Earlier this week, a friend shared a really interesting table from the Treatment Episode Data Set (TEDS) 2023 annual report.

I’m familiar with the TEDS, but I don’t recall ever seeing this table of discharges by year of admission.
What this table shows is that, of the 1.4 million discharges in 2023, 60 of them were admitted in 2006 and were discharged 17 years later, in 2023.
This is really interesting. My first thought is that admissions spanning years must be methadone, and I look in the report for more information.
I was curious about the average length of admission and found this.

Now, it’s important to keep in mind that the length of an admission may be a lot shorter than the length of an episode. For example, a patient may be admitted to detoxification (withdrawal management) and discharged to a residential admission, then discharged to an outpatient admission. This episode would have 3 admissions and 3 discharges.
212 days for Medication-Assisted Opioid Therapy – Outpatient is pretty good, given the retention problems we often see in research. However, these numbers include people who have been in treatment for up to 17 years (6205 days).
This made me curious about the median length of stay.

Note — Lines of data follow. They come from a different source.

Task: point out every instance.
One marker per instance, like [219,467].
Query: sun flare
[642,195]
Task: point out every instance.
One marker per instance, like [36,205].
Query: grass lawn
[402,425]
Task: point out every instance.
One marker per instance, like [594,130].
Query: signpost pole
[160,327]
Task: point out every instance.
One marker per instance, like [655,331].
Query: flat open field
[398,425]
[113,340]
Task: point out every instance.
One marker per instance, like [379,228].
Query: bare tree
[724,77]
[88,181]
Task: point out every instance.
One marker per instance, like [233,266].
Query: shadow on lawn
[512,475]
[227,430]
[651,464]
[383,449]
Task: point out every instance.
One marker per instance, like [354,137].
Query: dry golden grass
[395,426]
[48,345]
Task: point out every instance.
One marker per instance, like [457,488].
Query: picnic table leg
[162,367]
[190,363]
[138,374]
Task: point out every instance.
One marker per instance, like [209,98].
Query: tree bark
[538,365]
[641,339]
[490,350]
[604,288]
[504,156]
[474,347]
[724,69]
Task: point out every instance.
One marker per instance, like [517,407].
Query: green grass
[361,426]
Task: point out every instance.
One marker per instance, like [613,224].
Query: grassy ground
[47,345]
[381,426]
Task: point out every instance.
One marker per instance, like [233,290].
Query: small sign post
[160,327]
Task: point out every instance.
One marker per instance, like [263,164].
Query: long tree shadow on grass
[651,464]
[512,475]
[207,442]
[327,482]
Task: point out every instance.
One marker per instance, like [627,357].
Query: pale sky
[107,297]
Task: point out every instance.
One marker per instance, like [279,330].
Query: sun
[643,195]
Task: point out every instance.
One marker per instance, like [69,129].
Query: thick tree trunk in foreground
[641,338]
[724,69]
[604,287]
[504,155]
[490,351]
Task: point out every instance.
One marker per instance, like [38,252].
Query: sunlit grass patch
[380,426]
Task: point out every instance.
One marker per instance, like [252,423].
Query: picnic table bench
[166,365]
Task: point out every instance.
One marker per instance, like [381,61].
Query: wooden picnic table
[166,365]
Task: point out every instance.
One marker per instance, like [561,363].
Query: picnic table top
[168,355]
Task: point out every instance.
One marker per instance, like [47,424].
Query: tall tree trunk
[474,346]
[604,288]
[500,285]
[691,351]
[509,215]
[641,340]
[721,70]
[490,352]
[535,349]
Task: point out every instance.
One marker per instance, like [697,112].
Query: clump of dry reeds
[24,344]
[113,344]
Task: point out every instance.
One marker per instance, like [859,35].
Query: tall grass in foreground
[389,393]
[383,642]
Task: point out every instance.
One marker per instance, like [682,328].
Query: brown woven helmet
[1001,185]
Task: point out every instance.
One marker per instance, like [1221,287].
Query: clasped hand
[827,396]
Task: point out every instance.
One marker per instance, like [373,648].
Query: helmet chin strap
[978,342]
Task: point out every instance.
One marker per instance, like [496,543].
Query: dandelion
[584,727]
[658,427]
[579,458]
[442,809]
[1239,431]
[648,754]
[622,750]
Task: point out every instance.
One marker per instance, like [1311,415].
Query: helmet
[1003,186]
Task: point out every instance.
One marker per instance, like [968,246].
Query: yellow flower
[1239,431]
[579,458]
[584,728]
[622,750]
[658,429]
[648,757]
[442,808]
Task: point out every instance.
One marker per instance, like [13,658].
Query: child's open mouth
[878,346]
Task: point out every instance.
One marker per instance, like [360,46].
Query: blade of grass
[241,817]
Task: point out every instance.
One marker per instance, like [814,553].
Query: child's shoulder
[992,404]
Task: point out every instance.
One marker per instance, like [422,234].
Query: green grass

We find that the mean of 212 days for Medication-Assisted Opioid Therapy – Outpatient drops to a median of 10 days, meaning half of the admissions were retained for 10 days or less.
This reinforces the importance of the monograph on MOUD retention published last year by William L. White, MA, Marc Galanter, MD, George Kolodner, MD, Wayne Kepner, PhD, MPH, Casey Sarapas, PhD, and Candace L. Mouton, MS.
It’s very clear we have a very long way to go, given that 90 days is the benchmark for the minimum effective dose for addiction treatment (which is probably too short), and remission isn’t considered durable until 5 years of continuous recovery.
We need to know more about the patients and programs with half of patients retained for 10 days or less, and the ones retaining patients for years.